The April pull back
WASHINGTON — No matter what Army Gen. David Petraeus tells Congress about the surge in Iraq on Monday, the course for U.S. troops there is already set: Next April, the 30,000 troops who were added this year will begin coming home.
Despite the dueling statistics, the media spin and the maneuvering on Capitol Hill and the campaign trail, no dramatic change in U.S. policy is likely before that, however.
Democrats in Congress who want to force a withdrawal of most combat troops don't have the votes.
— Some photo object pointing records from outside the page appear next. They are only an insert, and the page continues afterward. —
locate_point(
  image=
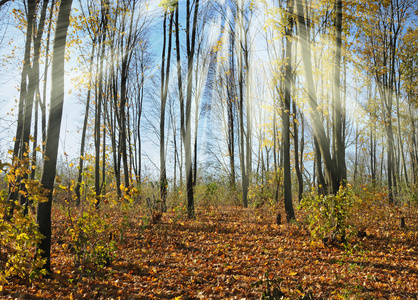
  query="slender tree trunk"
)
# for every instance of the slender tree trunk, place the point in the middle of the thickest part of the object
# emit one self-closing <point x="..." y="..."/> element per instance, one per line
<point x="84" y="130"/>
<point x="191" y="41"/>
<point x="288" y="201"/>
<point x="165" y="76"/>
<point x="338" y="139"/>
<point x="317" y="125"/>
<point x="100" y="91"/>
<point x="54" y="126"/>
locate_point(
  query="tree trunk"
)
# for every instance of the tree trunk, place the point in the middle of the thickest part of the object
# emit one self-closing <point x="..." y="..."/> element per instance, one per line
<point x="54" y="126"/>
<point x="165" y="76"/>
<point x="290" y="214"/>
<point x="317" y="125"/>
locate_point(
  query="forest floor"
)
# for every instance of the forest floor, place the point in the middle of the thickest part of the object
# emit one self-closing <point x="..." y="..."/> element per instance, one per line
<point x="233" y="253"/>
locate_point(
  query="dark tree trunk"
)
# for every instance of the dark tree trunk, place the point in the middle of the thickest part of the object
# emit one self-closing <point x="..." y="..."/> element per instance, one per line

To pass a law mandating a withdrawal by a certain date, they'd need more Republican support, and most Republicans reject the idea.
U.S. military officials are assuming that the buildup of 30,000 additional American troops will continue until April, although a senior military official told McClatchy Newspapers that they may redeploy a brigade — some 3,500 troops — probably from the Sunni Muslim province of Anbar, where local Iraqi forces can take over. The official spoke on condition of anonymity because he wasn't authorized to speak publicly.
By the end of March, however, Pentagon officials said, deployment schedules will force a reduction and the five brigades added for the surge will begin leaving, one month at a time.
Pentagon planners say they can't maintain the surge beyond that without extending deployments beyond the current 15 months, and the nation's top military leaders have said they can't do that with inflicting significant damage on the Army and the Marine Corps.
And, of course, what will happen then? Both parties will take credit for having started a pullout of US troops even though neither party had anything to do with it. There simply weren't enough troops around to sustain the surge.